Father Beal noted that in the 1940s the Vatican said Communion should be denied to members of the Communist Party in Italy because they adhered to an anti-Catholic society and were presumed apostates. "But it requires a stretch to find an analogy between the Communist Party in Italy in the late 1940s and any mainstream American political party today," he said. "If there were such an analogy, the refusal of holy Communion would have to be extended beyond politicians to those who support and vote for them, as it once was in Italy."

He said obstinate persistence in the sin is another requisite before Communion can be withheld under canon law. But that assumes the church official refusing politicians Communion "has engaged in a serious effort to teach them to see the truth of the church's teaching and the error of their ways," he said. Resorting to disciplinary measures is an "implicit acknowledgment" that the church authorities "have failed as teachers" to make a convincing case, he said.

He added that before the new code was adopted in 1983 some consultants objected that Canon 915 made it too hard to discipline errant Catholics. The commission's response, he said, "was not to lower the bar for refusing holy Communion but, if anything, to raise it."

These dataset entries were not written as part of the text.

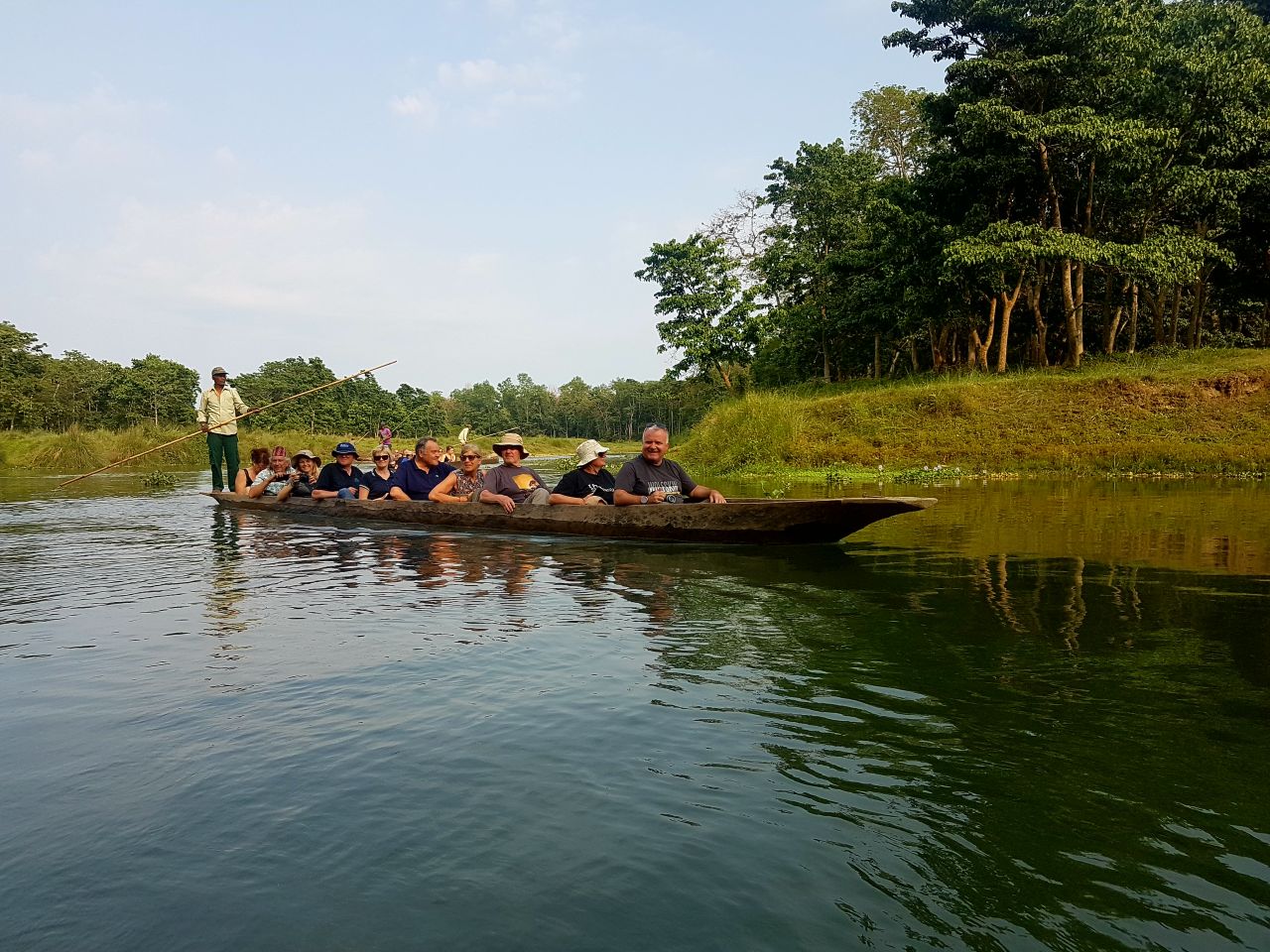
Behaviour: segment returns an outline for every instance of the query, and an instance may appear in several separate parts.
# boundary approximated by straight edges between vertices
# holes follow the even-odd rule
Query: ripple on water
[[[4,947],[1270,947],[1266,698],[1198,627],[1247,586],[164,496],[0,533]]]

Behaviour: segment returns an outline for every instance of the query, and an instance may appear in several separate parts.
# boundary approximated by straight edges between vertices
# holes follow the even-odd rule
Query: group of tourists
[[[513,513],[523,505],[655,505],[704,500],[725,503],[721,494],[693,482],[683,467],[665,458],[669,434],[653,424],[644,430],[640,456],[627,461],[616,477],[607,470],[608,447],[588,439],[578,446],[577,463],[554,489],[525,465],[530,456],[518,433],[508,433],[494,444],[502,463],[481,470],[481,451],[464,443],[458,466],[442,459],[441,444],[424,437],[414,456],[394,465],[392,451],[380,444],[371,452],[373,468],[359,470],[357,447],[340,443],[331,451],[333,462],[319,467],[307,449],[287,454],[283,447],[271,453],[251,451],[251,463],[239,470],[234,491],[250,499],[290,498],[415,500],[432,503],[485,503]]]
[[[249,413],[243,399],[226,383],[224,367],[212,371],[213,386],[198,400],[198,423],[207,434],[212,465],[212,489],[225,490],[221,461],[232,473],[232,489],[251,499],[292,496],[311,499],[417,500],[432,503],[484,503],[513,513],[523,505],[659,505],[665,503],[726,503],[723,494],[692,480],[665,453],[669,430],[660,424],[644,429],[640,456],[622,465],[615,477],[608,472],[608,448],[588,439],[578,446],[574,468],[554,489],[525,466],[530,456],[518,433],[507,433],[494,444],[502,465],[481,470],[481,451],[464,443],[455,454],[432,437],[414,447],[414,456],[394,458],[392,432],[381,428],[381,443],[371,452],[373,468],[359,470],[357,447],[340,443],[331,451],[333,462],[321,466],[307,451],[288,454],[284,447],[251,451],[250,465],[239,468],[235,420]],[[386,433],[385,433],[386,430]],[[452,463],[457,462],[455,466]]]

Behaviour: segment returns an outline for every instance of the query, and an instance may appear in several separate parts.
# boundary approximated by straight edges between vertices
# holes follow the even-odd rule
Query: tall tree
[[[851,107],[852,141],[881,159],[889,175],[908,182],[921,171],[931,151],[931,132],[922,104],[925,89],[875,86]]]
[[[753,292],[743,287],[723,240],[696,232],[654,244],[635,277],[658,286],[653,311],[667,316],[657,325],[658,353],[683,354],[674,373],[716,371],[732,390],[734,369],[753,360],[757,325]]]

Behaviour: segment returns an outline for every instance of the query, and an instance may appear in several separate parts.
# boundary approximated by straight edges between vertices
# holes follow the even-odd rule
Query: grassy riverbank
[[[150,447],[177,439],[187,433],[184,428],[132,426],[126,430],[80,430],[71,428],[66,433],[9,433],[0,440],[0,470],[38,470],[58,473],[90,472],[117,459],[140,453]],[[312,449],[318,456],[329,458],[330,449],[337,443],[351,439],[362,456],[370,456],[375,440],[367,437],[348,434],[312,434],[300,430],[240,430],[239,456],[246,465],[251,447],[284,446],[295,453],[300,449]],[[457,438],[443,440],[458,444]],[[566,456],[573,453],[582,438],[574,437],[526,437],[525,444],[533,456]],[[493,438],[478,440],[489,452]],[[414,437],[399,437],[394,440],[398,449],[413,449]],[[611,444],[616,452],[638,453],[639,443],[624,442]],[[183,443],[160,449],[156,453],[135,459],[119,467],[121,471],[150,472],[152,470],[199,470],[207,466],[207,442],[202,437],[187,439]]]
[[[956,374],[752,392],[679,448],[701,472],[878,479],[992,473],[1264,475],[1270,353],[1091,360],[1081,371]],[[919,481],[919,479],[918,479]]]

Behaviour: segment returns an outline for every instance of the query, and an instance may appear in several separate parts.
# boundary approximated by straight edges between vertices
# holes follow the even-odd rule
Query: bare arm
[[[437,484],[436,489],[428,494],[428,499],[433,503],[466,503],[467,496],[456,496],[451,494],[455,484],[458,482],[458,470],[446,476],[441,482]]]
[[[688,499],[709,499],[711,503],[726,503],[728,499],[716,489],[710,489],[709,486],[702,486],[697,484],[688,493]]]
[[[511,496],[503,496],[499,495],[498,493],[490,493],[488,489],[483,489],[480,491],[480,501],[491,503],[493,505],[500,505],[503,506],[503,512],[508,514],[516,512],[516,503],[512,501]]]
[[[649,493],[646,496],[636,496],[634,493],[627,493],[625,489],[613,490],[613,505],[640,505],[644,501],[648,503],[664,503],[665,493],[657,490],[657,493]]]
[[[251,487],[248,489],[248,491],[246,491],[248,498],[249,499],[259,499],[260,496],[263,496],[264,495],[264,490],[267,490],[269,487],[269,484],[273,482],[276,479],[278,479],[278,477],[271,475],[269,479],[267,479],[264,482],[253,484]]]

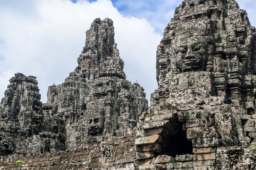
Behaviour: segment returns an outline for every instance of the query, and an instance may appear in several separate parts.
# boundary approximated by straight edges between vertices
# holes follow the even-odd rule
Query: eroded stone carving
[[[141,169],[157,169],[156,156],[165,155],[176,159],[169,169],[254,166],[238,158],[255,144],[255,127],[245,125],[255,121],[256,31],[247,16],[234,0],[187,0],[176,8],[157,48],[151,112],[135,141]],[[157,135],[167,141],[151,142]]]
[[[78,66],[49,87],[47,104],[35,77],[11,79],[0,109],[1,155],[82,149],[134,133],[148,102],[144,89],[126,79],[114,34],[111,20],[94,20]]]

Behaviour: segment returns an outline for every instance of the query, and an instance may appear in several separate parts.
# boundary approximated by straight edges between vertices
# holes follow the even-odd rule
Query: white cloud
[[[156,33],[163,32],[182,0],[114,1],[121,14],[110,0],[0,0],[0,98],[8,80],[20,72],[37,77],[46,102],[48,86],[63,83],[77,66],[93,20],[109,17],[127,79],[138,81],[149,99],[157,88],[156,50],[162,36]],[[256,26],[256,1],[237,1]]]
[[[0,98],[8,80],[19,72],[37,77],[45,102],[48,86],[63,82],[77,66],[85,31],[97,17],[114,22],[127,79],[137,80],[148,99],[157,88],[155,54],[161,36],[146,20],[124,17],[108,0],[13,1],[4,1],[0,7]]]

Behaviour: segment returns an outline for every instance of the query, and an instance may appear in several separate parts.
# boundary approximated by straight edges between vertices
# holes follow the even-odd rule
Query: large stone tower
[[[15,74],[1,102],[0,155],[87,149],[135,133],[148,101],[143,87],[126,80],[114,35],[111,20],[94,21],[78,66],[49,87],[46,104],[36,77]]]
[[[157,48],[139,165],[255,168],[256,49],[255,28],[235,0],[183,1]]]

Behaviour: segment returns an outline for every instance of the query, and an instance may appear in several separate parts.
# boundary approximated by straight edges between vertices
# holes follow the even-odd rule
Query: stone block
[[[155,129],[146,129],[144,130],[144,134],[146,136],[152,136],[155,135],[159,135],[162,136],[165,136],[168,133],[168,131],[167,129],[164,127],[159,127]]]
[[[191,119],[187,120],[186,126],[187,128],[197,126],[210,126],[213,125],[213,120],[211,118]]]
[[[161,127],[168,127],[170,124],[169,120],[150,122],[145,123],[142,128],[145,130]]]
[[[212,114],[212,113],[209,110],[198,109],[180,111],[177,112],[177,114],[179,121],[186,123],[187,120],[204,119],[209,118]]]
[[[148,166],[153,164],[155,158],[138,160],[138,165],[139,166]]]
[[[190,162],[193,161],[193,155],[187,154],[176,155],[175,160],[176,162]]]
[[[163,155],[158,156],[155,160],[154,164],[166,163],[175,162],[175,159],[171,156]]]
[[[213,137],[216,135],[216,131],[213,126],[193,127],[188,128],[186,131],[186,137],[189,139]]]
[[[147,151],[137,153],[137,159],[138,160],[153,158],[154,157],[154,152],[153,151]]]
[[[137,138],[135,140],[135,145],[143,145],[145,144],[151,144],[161,142],[163,138],[162,136],[158,135],[153,136],[141,137]]]
[[[232,108],[229,105],[218,105],[215,107],[215,113],[231,112]]]
[[[216,137],[193,139],[192,140],[194,148],[203,148],[217,146],[218,139]]]
[[[244,129],[244,131],[245,132],[256,132],[256,131],[255,131],[255,127],[251,127],[251,126],[247,126],[245,127]]]
[[[148,145],[138,145],[136,147],[137,152],[154,151],[156,153],[161,152],[161,145],[158,144]]]
[[[255,138],[256,137],[256,132],[250,132],[248,135],[251,138]]]
[[[215,166],[194,166],[194,170],[215,170]]]
[[[174,163],[174,168],[193,168],[193,162],[175,162]]]
[[[206,105],[212,106],[222,105],[224,99],[220,97],[211,97],[204,98],[204,101]]]
[[[213,147],[193,148],[193,153],[194,154],[215,153],[216,151],[216,148]]]
[[[217,156],[216,156],[217,157]],[[207,160],[204,161],[194,161],[194,166],[211,166],[215,165],[215,160]]]
[[[154,115],[152,116],[146,116],[145,118],[145,122],[149,122],[168,120],[173,120],[176,117],[176,114],[175,113],[169,113],[165,114]]]
[[[216,154],[215,153],[211,153],[204,154],[194,155],[193,155],[193,159],[194,161],[215,160],[216,159]]]

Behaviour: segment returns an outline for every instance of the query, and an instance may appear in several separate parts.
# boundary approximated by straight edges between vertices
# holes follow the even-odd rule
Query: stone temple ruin
[[[186,0],[157,52],[150,107],[126,80],[111,20],[40,102],[17,73],[0,109],[0,169],[256,169],[256,30],[235,0]],[[24,162],[16,166],[20,159]]]

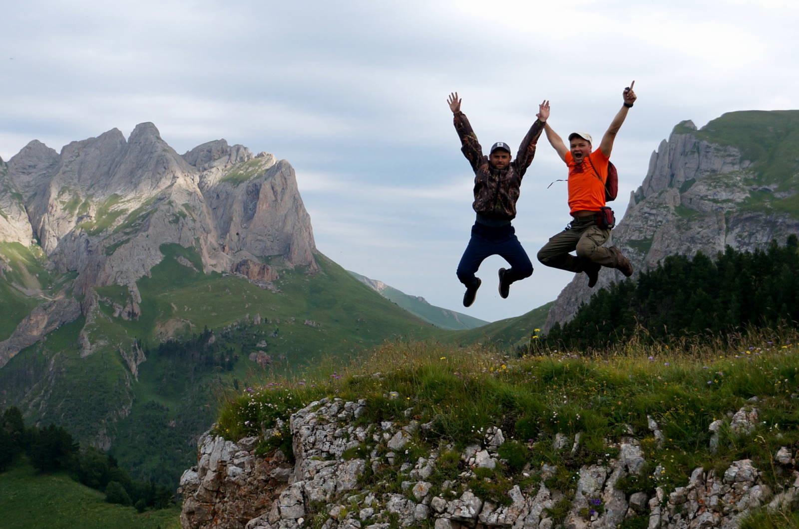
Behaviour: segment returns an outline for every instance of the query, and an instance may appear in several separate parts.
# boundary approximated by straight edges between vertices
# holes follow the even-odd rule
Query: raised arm
[[[552,128],[549,126],[547,123],[544,124],[544,130],[547,131],[547,139],[549,140],[550,144],[555,148],[558,152],[558,156],[564,162],[566,161],[566,153],[569,152],[569,148],[563,143],[558,133],[552,130]]]
[[[616,134],[618,133],[618,129],[622,128],[622,124],[624,123],[625,118],[627,117],[627,112],[633,108],[633,103],[637,99],[635,93],[633,91],[634,85],[635,85],[634,81],[630,83],[630,86],[624,89],[624,93],[622,95],[624,99],[624,105],[622,105],[618,113],[616,113],[616,116],[613,118],[613,121],[610,122],[610,126],[605,132],[605,136],[602,137],[599,149],[606,156],[610,156],[610,151],[613,150],[613,142],[616,139]]]
[[[471,125],[469,124],[469,120],[466,118],[466,114],[460,111],[461,101],[458,98],[458,93],[453,92],[447,99],[447,103],[449,104],[450,110],[452,111],[455,129],[458,132],[458,137],[460,138],[462,145],[460,150],[466,159],[469,160],[471,168],[476,170],[483,159],[483,148],[480,146],[480,142],[477,140],[477,136],[475,135],[475,131],[471,129]]]
[[[533,162],[535,156],[535,144],[541,136],[541,131],[544,129],[544,124],[549,118],[549,101],[544,100],[539,105],[539,113],[535,114],[535,122],[530,127],[522,143],[519,145],[519,152],[516,153],[516,170],[519,174],[524,175],[524,172]]]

Califano said President Johnson "considered family planning services for the poor an essential part of his antipoverty program." He said Johnson enlisted him to negotiate a form of peaceful coexistence with the bishops, who backed most elements of Johnson's "war on poverty" but drew a sharp line at government funding for artificial contraception.

"Those were the days you could sit down with the bishops," he said.

"We crafted an uneasy truce: If the president used the term 'population problem' -- which also allowed for solutions like increasing available food -- rather than 'birth control' or 'population control,' the bishops would stay silent," Califano said. "Johnson kept his part of the bargain. So did the bishops."

Califano cited similar balancing acts he had to reach as Carter's head of the Department of Health, Education and Welfare trying to deal with congressionally enacted Medicaid funding for abortions, guidelines for federally funded sterilization and the question of federal policy on in vitro fertilization research after the first artificially conceived baby was born in England.

"The moral theology of the Catholic Church was an invaluable moral compass for me, but balancing my Catholic convictions with my obligations as a public servant was a wrenching intellectual, spiritual and emotional experience," Califano wrote.

He said, "I found no automatic answers in Christian theology and the teachings of the church . . . to the perplexing and controversial questions of public policy on abortion, sterilization, aging, in vitro fertilization, fetal research, extending or cutting off the final days of terminally ill patients and recombinant DNA and cloning."